The iliac crest is the Golden Standard for grafting. However, due to potential complications and operative expertise alternatives if possible should be considered.
A discussion will be presented on different ways to augment and enhance bone:
Microvascular re-anastomosed TX, Distraction Osteogenesis, Interposition and
Augmentation. Due to the different degrees of vascularisation of the trans-planted materials there are different resorption rates which will be discussed and shown on clinical cases and follow-ups of more than 30 years. We will explain our classification of new bone:
Class I: revascularised bone
Class II: distracted bone (vascularised)
Class III: pedicled Inlay bone (non vascularised)
Class IV: BMP induction Onlay graft (non vascularised)
Class V: Onlay with autogenous bone or allograft (non vascularised)
We will demonstrate Interposition and Augmentation procedures and show our clinical experiences. Furthermore, there will be time allotted for the new frontiers of Guided Bone Regeneration and Bioengineered Bone Production in so called cell chambers as natural porous resorbable scaffolds combined with Proteins, PRP, Fibrin glue, BMP`s. Experimental and clinical results will be shown and discussed.

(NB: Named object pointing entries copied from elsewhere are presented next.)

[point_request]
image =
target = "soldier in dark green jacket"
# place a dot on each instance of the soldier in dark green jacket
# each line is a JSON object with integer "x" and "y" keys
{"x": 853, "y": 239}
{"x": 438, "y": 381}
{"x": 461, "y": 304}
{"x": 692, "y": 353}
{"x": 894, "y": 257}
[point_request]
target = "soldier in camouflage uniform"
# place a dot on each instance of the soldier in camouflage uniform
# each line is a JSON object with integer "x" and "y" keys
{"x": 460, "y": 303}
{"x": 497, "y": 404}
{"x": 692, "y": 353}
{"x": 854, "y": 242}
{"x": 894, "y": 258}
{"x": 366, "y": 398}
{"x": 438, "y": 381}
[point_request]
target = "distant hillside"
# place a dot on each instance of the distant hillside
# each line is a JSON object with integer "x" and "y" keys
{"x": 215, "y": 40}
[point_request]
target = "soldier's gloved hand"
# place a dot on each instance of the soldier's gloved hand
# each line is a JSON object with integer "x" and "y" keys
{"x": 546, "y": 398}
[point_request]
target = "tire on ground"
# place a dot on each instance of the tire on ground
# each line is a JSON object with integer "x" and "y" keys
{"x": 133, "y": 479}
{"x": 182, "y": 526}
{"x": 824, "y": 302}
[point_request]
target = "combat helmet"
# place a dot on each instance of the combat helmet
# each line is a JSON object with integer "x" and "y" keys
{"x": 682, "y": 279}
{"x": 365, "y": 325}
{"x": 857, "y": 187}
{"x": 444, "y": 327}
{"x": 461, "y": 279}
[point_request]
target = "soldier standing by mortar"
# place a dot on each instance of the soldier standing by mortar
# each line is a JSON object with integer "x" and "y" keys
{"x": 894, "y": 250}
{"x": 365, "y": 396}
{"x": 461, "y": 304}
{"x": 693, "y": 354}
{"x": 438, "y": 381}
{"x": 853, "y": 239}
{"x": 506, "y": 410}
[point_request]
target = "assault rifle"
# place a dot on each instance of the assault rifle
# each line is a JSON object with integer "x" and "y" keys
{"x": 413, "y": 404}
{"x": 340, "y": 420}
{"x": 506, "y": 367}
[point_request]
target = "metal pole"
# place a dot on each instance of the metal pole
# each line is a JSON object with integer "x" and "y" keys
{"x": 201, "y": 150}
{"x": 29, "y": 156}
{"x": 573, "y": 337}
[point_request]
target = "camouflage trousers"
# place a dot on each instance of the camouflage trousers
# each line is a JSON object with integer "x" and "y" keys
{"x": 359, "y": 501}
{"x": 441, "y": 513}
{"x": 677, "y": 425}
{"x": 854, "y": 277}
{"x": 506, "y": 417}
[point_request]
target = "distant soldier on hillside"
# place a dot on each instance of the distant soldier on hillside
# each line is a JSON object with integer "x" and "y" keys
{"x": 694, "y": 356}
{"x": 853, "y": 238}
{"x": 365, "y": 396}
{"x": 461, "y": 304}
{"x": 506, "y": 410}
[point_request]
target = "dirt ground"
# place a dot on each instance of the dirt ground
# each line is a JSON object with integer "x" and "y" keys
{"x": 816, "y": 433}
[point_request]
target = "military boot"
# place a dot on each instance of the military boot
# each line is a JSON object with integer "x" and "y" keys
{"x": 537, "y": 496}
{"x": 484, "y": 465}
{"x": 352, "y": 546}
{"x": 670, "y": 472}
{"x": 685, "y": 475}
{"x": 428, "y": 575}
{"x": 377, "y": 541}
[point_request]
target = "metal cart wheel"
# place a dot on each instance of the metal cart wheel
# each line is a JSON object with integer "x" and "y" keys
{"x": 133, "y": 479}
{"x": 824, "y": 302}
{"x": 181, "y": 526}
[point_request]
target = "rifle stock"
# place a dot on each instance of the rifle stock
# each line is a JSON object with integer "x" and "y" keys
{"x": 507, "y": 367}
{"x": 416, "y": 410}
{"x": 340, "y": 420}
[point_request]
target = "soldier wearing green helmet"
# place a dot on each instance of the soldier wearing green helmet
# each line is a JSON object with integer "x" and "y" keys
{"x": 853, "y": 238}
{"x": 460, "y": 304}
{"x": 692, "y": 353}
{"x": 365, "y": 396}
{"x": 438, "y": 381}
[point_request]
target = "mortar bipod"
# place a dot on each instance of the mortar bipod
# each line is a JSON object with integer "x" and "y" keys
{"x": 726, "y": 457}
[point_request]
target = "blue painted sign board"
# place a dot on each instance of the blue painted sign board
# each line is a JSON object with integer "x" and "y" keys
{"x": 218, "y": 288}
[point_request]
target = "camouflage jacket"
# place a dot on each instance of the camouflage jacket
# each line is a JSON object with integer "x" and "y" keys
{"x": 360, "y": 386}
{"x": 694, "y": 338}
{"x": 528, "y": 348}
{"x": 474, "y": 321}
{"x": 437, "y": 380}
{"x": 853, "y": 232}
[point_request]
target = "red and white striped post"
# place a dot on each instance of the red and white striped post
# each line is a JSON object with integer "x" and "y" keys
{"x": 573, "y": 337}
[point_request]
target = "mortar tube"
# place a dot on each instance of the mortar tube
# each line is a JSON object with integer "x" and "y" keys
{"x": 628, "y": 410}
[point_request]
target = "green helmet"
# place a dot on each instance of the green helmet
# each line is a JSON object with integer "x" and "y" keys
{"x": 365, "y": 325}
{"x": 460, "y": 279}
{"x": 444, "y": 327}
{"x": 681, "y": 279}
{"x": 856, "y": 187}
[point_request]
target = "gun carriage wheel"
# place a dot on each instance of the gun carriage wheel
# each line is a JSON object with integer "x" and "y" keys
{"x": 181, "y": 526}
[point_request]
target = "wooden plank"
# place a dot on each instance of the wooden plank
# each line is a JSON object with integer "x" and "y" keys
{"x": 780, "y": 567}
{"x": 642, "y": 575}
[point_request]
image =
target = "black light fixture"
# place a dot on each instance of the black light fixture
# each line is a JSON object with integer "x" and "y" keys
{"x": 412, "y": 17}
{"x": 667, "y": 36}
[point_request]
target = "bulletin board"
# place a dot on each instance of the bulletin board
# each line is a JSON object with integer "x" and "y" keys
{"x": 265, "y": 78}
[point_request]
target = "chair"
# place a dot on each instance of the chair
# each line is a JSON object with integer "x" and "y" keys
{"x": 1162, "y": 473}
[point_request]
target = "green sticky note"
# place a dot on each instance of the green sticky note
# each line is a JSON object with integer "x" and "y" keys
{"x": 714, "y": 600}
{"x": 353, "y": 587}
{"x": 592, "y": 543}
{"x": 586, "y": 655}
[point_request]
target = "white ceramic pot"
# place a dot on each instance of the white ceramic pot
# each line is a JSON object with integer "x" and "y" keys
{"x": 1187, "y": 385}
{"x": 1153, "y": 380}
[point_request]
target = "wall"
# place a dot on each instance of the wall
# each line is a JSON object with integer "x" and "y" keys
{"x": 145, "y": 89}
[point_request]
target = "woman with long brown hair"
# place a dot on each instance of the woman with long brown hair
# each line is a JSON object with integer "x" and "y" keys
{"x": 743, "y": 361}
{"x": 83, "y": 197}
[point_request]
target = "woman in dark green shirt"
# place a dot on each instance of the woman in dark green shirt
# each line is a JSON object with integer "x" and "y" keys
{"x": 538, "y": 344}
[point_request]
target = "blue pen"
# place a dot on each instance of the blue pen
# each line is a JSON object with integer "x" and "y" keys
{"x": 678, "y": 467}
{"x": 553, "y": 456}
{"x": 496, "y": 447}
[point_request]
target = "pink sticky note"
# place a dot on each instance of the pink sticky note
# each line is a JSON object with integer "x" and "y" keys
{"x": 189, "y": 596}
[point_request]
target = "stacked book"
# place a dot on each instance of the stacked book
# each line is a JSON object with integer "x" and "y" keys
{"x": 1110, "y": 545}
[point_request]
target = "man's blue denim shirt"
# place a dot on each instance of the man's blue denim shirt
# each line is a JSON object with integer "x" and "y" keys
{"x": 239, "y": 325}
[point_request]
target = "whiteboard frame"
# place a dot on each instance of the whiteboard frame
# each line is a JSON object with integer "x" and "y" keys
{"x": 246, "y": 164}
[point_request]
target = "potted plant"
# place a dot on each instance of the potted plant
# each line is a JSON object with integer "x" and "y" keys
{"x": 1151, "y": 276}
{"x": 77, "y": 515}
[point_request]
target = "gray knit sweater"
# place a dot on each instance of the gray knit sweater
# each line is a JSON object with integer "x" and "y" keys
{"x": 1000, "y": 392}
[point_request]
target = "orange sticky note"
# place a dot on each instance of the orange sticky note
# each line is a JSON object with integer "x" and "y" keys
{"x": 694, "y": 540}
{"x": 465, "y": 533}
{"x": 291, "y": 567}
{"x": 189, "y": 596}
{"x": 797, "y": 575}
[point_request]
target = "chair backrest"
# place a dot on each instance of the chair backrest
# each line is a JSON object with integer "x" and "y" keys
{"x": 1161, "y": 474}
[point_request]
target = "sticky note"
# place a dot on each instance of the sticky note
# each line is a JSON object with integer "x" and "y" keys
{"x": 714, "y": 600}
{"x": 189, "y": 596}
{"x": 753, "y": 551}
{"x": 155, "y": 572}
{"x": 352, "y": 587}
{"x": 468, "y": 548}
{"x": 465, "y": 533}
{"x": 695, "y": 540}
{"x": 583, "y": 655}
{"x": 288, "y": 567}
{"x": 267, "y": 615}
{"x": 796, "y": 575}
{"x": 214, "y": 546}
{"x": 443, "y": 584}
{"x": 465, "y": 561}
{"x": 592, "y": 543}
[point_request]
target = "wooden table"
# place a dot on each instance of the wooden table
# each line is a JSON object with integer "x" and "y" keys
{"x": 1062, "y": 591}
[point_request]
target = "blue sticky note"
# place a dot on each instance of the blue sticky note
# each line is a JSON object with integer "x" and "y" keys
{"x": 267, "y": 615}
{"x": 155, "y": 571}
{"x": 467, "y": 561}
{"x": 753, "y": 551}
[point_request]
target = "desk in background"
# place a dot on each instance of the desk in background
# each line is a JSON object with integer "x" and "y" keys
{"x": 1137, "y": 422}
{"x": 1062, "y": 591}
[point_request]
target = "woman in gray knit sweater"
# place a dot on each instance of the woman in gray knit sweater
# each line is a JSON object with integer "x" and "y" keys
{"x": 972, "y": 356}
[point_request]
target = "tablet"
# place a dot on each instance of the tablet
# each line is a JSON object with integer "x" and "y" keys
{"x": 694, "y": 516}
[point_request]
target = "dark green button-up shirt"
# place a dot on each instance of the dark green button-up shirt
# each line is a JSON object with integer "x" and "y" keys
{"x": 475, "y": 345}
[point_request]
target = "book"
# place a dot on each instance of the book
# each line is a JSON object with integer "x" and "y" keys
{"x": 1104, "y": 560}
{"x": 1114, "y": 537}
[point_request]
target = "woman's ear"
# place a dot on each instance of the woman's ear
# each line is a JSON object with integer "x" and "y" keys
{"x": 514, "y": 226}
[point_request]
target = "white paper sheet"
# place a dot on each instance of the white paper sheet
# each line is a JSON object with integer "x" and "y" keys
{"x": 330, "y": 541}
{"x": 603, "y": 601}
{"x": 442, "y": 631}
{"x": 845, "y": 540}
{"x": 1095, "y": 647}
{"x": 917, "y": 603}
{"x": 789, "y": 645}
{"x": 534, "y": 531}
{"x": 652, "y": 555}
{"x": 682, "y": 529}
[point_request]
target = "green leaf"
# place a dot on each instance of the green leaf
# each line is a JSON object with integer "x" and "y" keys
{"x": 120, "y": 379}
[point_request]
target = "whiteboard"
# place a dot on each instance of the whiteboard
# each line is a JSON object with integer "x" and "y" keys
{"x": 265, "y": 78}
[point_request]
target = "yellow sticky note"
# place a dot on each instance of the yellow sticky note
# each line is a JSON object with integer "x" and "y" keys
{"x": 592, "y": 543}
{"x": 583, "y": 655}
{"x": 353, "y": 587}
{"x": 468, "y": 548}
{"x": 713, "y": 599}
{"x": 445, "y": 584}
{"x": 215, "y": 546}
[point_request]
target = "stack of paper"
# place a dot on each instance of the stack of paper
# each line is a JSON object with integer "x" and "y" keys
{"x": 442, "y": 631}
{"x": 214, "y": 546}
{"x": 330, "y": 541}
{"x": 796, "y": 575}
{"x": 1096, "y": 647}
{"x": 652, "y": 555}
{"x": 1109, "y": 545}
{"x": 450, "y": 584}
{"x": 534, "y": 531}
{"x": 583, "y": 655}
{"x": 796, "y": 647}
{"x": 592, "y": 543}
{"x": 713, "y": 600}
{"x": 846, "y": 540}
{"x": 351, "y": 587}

Following clinical cases will be presented: 243 revascularised Bone TX, 151 Distraction Osteogenesis cases, 23 Immediate Expansion Osteogenesis (Pedicled Sandwich Plasties [PSP]) cases, 36 Horseshoe Le Fort I Osteotomies in severely atrophied maxillas with less than 2 mm remnant bone and 554 Sinusgrafts with 1-5 mm remnant maxillary bone, grafted with different graft materials with and without PRP. The follow-ups will be up to 28 years.
For all these groups of clinical cases we will show our prosthetic solutions.
Last but not least we will report about our studies with 4.0 x 5.0 mm ultra-short implants and diameter reduced 3.0 x 8.0 mm implants on tumour patients after micro-anastomosed fibula transplantation as well as on patients with extreme atrophy of the maxilla with less than 6 mm bone and extreme atrophy of the mandible with less than 7 mm bone.
Until now we applied on 47 patients either in the maxilla in the interantral and/or in the mandible in the interforaminal region four 4.0 x 5.0 mm or 3.0 x 8.0 mm implants.
In our over six years follow up experience we can report about extremely good result with less than 3 % implant losses due to missing osseointegration.
Osseointegrated implants we have lost one until now.
Similar good results we also observe in patients with complicated re-implantations or in compromised bone.
Listening to this lecture there will be following knowledge:
1: Differential diagnosis which problem can be solved and which is unable to be treated.
2: Which procedure will lead to a good satisfactory result and which material may be used to enhance or produce bone.
3: Which prosthetic solution is best for which bone enhancement method.
4: How to prevent complications and how to handle complications if they will occur in such difficult cases.
5: Demonstrating alternatives to augmentation methods by using short implants with their advantages to standard length implants reducing operative complexity, morbidity and costs.